I thought about overwintering a few of the minis on 8 frames, like in your second pic. If I needed warmth, I'd put them over top of a single. My 4 way bottom boards have screened bottoms, so heat can transfer up but bees can't go up or down. That will have to wait until next year.

Only issue I see with your strategy (and you may not think it's an issue) is the need for yet another piece of special equipment. Your top box that houses 10 additional half frames. Other than overwintering, what other use do they have? Can you use them for mating nucs during the normal season? Or do they just take up space in a storage unit? At $5 a piece (which is probably a fair estimate as to it's value), needing 250 of them, that's an easy $1,250 to drop in more equipment. Seems like you could just take a standard 10 frame box, throw a divider down the middle, kinda like the bottom box is situated, and you could accomplish the same thing without "dedicated" equipment. You wouldn't be able to open one side without opening the other, which is why I know you have it set up the way you have it now, (although you could just put the top box down on a flat surface, avoiding the cross over problem) but how many times do you need to do that between September and March? A few times to add some feed, and inspect some frames, but I wouldn't think it would be "dozens."

Just a few thoughts.


----------



## Michael Palmer

Of course I read it and enjoyed your approach. From what I've seen in your posts, and your ability to make equipment, you shouldn't be afraid to winter more and more. You just have to get your resources built up.


I've been wintering nucs with mini-combs for years, although this is the first year with the second story. Previously, I wintered the doubles on top of a production colony. Because I hate moving bees than any other bee job, I'm going in another direction. I have wintered doubles stacked, and they did well. Now I'm experimenting, comparing singles on a stand, and two doubles stacked on a stand. I think the doubles with a super have to be better come spring.


----------



## Michael Palmer

I appreciate your thoughts...


>>Only issue I see with your strategy (and you may not think it's an issue) is the need for yet another piece of special equipment.

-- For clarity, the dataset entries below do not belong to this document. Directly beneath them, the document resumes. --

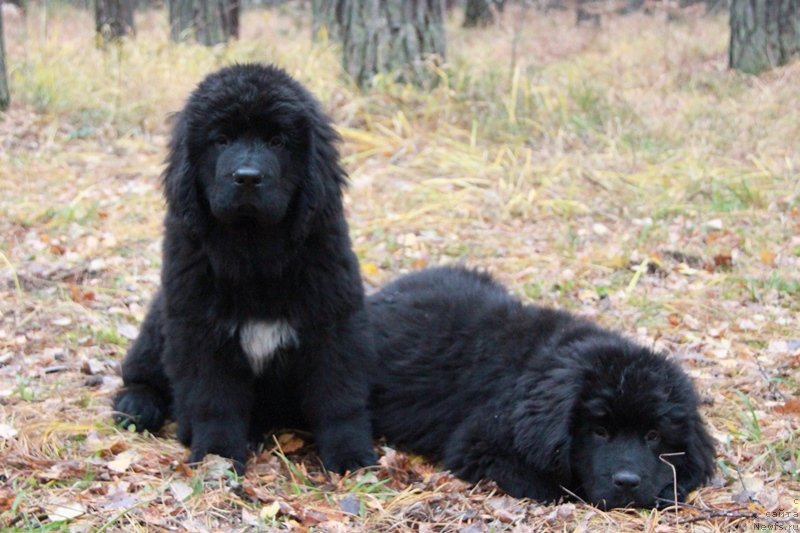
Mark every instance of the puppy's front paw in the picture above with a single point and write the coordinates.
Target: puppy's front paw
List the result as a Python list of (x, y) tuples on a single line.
[(142, 406), (206, 440)]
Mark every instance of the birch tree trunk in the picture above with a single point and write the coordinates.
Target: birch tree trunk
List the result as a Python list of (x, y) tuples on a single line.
[(391, 36), (764, 33), (209, 22)]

Your top box that houses 10 additional half frames. Other than overwintering, what other use do they have? 

For holding queens after the wintered nucs have been split up for queen rearing. As a source for additional bees and brood for re-stocking failed nucs. For use in re-queening production colonies. And, when I get far enough ahead, sold as established queen-right 4 way mating nucs. 

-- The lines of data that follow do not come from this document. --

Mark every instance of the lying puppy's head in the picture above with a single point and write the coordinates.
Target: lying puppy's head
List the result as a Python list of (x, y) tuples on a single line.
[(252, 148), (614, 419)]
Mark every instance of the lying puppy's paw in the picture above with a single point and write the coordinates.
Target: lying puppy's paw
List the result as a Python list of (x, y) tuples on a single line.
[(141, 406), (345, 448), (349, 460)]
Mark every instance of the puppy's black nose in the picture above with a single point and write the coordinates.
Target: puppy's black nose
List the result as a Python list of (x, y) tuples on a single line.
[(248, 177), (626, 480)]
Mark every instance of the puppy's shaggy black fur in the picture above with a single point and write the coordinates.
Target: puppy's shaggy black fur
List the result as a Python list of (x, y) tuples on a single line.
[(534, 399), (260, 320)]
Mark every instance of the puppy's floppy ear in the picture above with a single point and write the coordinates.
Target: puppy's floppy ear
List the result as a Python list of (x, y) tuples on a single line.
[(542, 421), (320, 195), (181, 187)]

>>Can you use them for mating nucs during the normal season? 

Yes, of course.

>>Or do they just take up space in a storage unit? At $5 a piece (which is probably a fair estimate as to it's value), needing 250 of them, that's an easy $1,250 to drop in more equipment. 

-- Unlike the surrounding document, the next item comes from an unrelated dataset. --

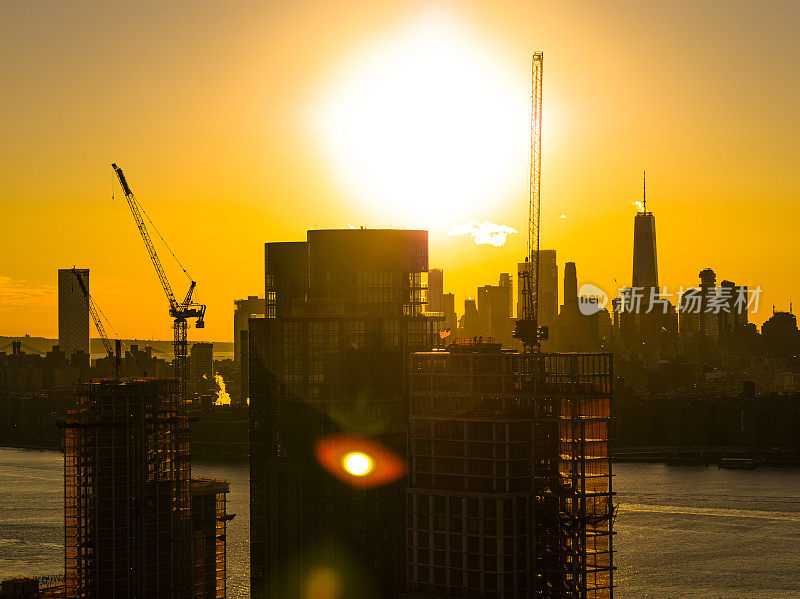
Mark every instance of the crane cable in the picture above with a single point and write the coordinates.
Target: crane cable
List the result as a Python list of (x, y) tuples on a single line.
[(160, 236)]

They have about 5 bdft at 40 [email protected] is only $2 and I build them. 

>>Seems like you could just take a standard 10 frame box, throw a divider down the middle, kinda like the bottom box is situated, and you could accomplish the same thing without "dedicated" equipment. You wouldn't be able to open one side without opening the other, which is why I know you have it set up the way you have it now, (although you could just put the top box down on a flat surface, avoiding the cross over problem) but how many times do you need to do that between September and March? A few times to add some feed, and inspect some frames, but I wouldn't think it would be "dozens."

No, it's too big an issue. You have to be able to inspect them individually. Things like estimating weight by lifting super wouldn't be possible with a divided deep. Checking for swarm preps without disturbing the other nuc. Too much opportunity for queens to cross over or more likely under the divider.


----------



## JSL

Mike,

I winter my mini nucs as you describe and am very happy with the outcome. My mini nucs are like your “supers”, each box holds 10 mini frames and has a movable divider, similar to your feeder. I run deep frames and mediums and find that both tend to winter better as doubles, although that doesn’t stop me from wintering singles if they are there. Most I push together for winter so that they can share the heat and a single cover. They also seem to do just fine as an individual unit. Come spring time those little units will surprise you with their explosive growth. Conserving that heat in a smaller space and creating a “chimney” so that the bees can move up really helps. I learned this system from the Hawaiian queen breeders, believe it or not, they have used this box and system for a long time, although for slightly different reasons. Wish I had taken their advice many years ago.

You mention that you pull one queen and slide the feeder over to combine nucs with no fighting or queen loss. I found that I lost a small percentage of queens following that method. My nucs are usually pretty packed late summer and early fall, when I begin combining them, so I started shaking the bees out of one side before combining them. This did a couple of things. It reduced queen loss, provided extra bees for use elsewhere and served as population control for these little nucs.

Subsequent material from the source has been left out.